Market Summary and Key Outlook (as of August 18, 2025)
I’ve just returned after a brief two-week hiatus, so here’s a concise update on how markets have evolved in my absence.
Global Financial Condition Highlights
- U.S. politics is a major driver: Trump’s appointment of Stephen Miran to the Fed signals a push for easier policy and a weaker dollar over the medium term.
- U.S. inflation remains “sticky,” with a surprisingly hot PPI undermining hopes for an imminent Fed cut and reinforcing near-term dollar strength.
- The Trump–Putin meeting in Alaska (and follow-on discussions with Zelensky and EU leaders) remains the biggest wildcard: any signs of de-escalation could ease safe-haven demand; disappointment will fuel further haven flows.
Currencies & Forex Markets
- EUR USD: Mixed near term. Long-term bias remains bullish (dollar-weakness theme), but hot U.S. PPI and Friday’s geopolitical event have sown caution. We await clear post-meeting direction into next week.
- USD JPY: Continued pressure bearish USDJPY as markets price Fed cuts alongside eventual BoJ tightening. The broader trend favors a stronger yen.
- USD CHF: Swiss franc retains safe-haven appeal amid prolonged U.S.–Russia tensions; an upside move in CHF vs. USD is likely to persist.
- EUR GBP: The pound’s relative outperformance in risk rallies keeps EURGBP under pressure, but positioning is modest ahead of U.K. data.
Major Asset & Equity Outlooks
- Gold: The long-term thesis is bullish—weaker dollar, persistent geopolitics, and stagflation risks—but short term remains range-bound beneath a corrective wedge. A decisive upside break would signal a renewed leg higher.

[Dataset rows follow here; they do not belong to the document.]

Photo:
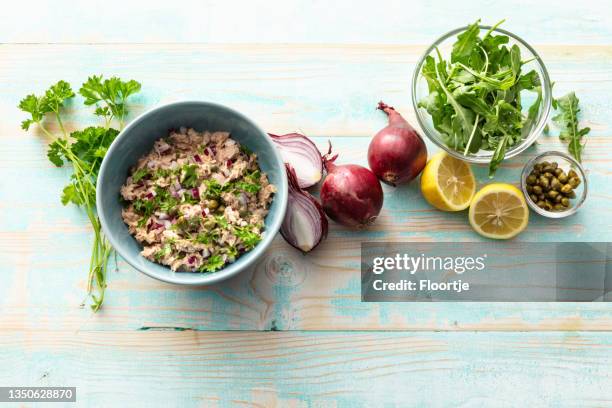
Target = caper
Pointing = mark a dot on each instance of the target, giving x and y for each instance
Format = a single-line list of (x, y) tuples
[(555, 184), (566, 189), (574, 182), (531, 179)]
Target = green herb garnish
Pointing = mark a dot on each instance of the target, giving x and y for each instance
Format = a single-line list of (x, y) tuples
[(475, 98), (189, 176), (84, 150), (247, 236), (213, 263), (139, 175), (567, 121)]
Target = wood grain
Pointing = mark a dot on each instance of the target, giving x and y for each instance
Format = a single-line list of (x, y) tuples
[(185, 368), (325, 91), (297, 21)]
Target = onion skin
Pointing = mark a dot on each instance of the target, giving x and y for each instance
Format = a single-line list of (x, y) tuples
[(307, 160), (351, 195), (397, 154), (301, 200)]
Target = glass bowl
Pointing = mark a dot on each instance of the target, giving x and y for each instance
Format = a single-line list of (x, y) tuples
[(444, 45), (566, 162)]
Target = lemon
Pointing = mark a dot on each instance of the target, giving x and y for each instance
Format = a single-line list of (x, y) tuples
[(499, 211), (448, 183)]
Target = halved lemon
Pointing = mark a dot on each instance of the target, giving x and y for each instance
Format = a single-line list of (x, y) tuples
[(448, 183), (499, 211)]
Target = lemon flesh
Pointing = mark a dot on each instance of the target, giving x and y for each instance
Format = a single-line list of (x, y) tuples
[(499, 211), (448, 183)]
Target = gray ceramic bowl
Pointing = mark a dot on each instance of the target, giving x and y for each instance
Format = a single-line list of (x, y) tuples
[(137, 139)]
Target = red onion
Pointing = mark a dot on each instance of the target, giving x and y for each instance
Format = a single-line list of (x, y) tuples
[(397, 154), (305, 225), (351, 195), (302, 154)]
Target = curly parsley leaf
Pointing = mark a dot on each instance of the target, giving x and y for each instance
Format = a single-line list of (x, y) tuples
[(247, 236), (109, 95), (91, 145), (213, 263), (52, 101)]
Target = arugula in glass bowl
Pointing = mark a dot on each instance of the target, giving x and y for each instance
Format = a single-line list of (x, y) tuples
[(489, 99)]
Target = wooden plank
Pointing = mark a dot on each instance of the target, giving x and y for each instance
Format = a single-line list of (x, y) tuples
[(44, 247), (321, 90), (186, 369), (296, 21)]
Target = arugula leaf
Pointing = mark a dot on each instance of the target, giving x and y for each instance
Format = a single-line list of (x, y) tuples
[(567, 120), (466, 43), (474, 99)]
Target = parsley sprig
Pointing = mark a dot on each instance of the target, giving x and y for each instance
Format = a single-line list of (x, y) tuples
[(84, 150)]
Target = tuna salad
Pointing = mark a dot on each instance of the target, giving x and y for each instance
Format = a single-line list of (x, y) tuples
[(197, 201)]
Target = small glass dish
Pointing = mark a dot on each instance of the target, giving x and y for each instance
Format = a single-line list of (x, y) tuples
[(565, 162), (420, 90)]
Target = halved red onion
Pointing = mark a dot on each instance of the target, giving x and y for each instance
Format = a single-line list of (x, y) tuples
[(305, 224), (302, 154)]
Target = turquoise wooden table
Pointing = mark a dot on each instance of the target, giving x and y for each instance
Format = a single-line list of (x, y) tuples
[(292, 330)]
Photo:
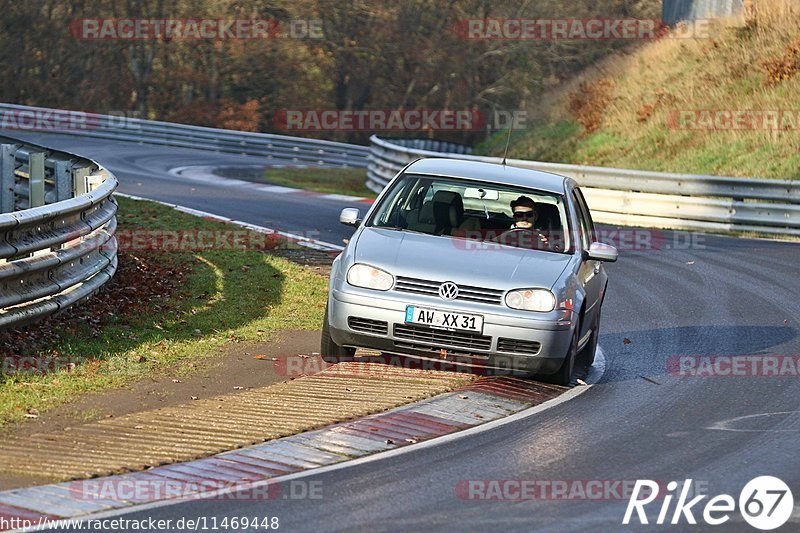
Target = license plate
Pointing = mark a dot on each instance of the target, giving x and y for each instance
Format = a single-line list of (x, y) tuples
[(443, 319)]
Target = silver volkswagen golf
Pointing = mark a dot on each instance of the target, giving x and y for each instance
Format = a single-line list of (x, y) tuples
[(485, 265)]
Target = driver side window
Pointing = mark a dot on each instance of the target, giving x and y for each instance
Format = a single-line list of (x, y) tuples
[(585, 226)]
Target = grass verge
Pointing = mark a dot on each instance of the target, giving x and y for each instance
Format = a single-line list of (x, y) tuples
[(213, 297)]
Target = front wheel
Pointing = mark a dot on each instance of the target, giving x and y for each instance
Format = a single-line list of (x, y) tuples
[(563, 375), (331, 352)]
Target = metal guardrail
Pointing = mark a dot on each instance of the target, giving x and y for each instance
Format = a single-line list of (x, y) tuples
[(57, 226), (640, 198), (284, 147)]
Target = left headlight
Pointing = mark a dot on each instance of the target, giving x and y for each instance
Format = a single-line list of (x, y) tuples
[(541, 300), (369, 277)]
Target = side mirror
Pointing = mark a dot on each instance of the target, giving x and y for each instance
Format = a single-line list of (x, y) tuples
[(603, 252), (349, 217)]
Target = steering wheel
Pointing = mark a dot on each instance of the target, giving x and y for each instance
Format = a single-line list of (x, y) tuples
[(524, 238)]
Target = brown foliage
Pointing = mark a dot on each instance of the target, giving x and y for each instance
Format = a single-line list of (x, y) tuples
[(143, 283), (783, 67), (589, 102)]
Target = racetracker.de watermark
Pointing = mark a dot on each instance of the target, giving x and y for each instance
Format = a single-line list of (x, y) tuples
[(394, 365), (35, 364), (732, 366), (571, 29), (63, 120), (734, 119), (516, 490), (194, 240), (154, 488), (379, 120), (167, 29), (623, 239)]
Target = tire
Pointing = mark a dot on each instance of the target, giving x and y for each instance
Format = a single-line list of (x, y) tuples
[(588, 352), (563, 375), (331, 352)]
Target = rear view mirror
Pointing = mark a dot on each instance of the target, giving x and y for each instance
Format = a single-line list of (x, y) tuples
[(349, 217), (603, 252)]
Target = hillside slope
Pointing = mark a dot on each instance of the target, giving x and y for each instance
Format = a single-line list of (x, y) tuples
[(667, 105)]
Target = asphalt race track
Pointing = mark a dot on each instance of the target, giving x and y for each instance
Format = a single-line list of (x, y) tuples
[(719, 296)]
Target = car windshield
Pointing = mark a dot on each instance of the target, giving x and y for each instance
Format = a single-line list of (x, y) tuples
[(476, 210)]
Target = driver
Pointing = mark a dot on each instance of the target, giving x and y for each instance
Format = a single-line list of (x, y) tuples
[(524, 210)]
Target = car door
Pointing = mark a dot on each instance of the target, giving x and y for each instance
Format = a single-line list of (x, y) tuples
[(591, 273)]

- U.S. Equities (S&P 500, NASDAQ): Despite tariff and geopolitical jitters, stocks remain supported by resilient earnings and margin tailwinds from a softer dollar. The immediate risk is a pullback if inflation surprises again or geopolitics deteriorate.
- Crypto (Bitcoin, Solana): Long-term bullish narrative intact; positioning remains modest (10% allocation each) with upside targets of ~$140 k on Bitcoin and ~$500 on Solana.
Summary
- The overarching theme is a tug of war between sticky U.S. inflation—favoring dollar strength in the near term—and political pressures for easier Fed policy, which should ultimately weigh on the dollar and lift gold.
- Geopolitical developments this week (Alaska follow-ons, EU engagement) will likely dictate directional bias into early September across FX and gold.
Overall: markets remain fundamentally skewed toward a weaker dollar and higher gold over the medium term, but we need clarity on inflation data and geopolitical progress before committing to new positions.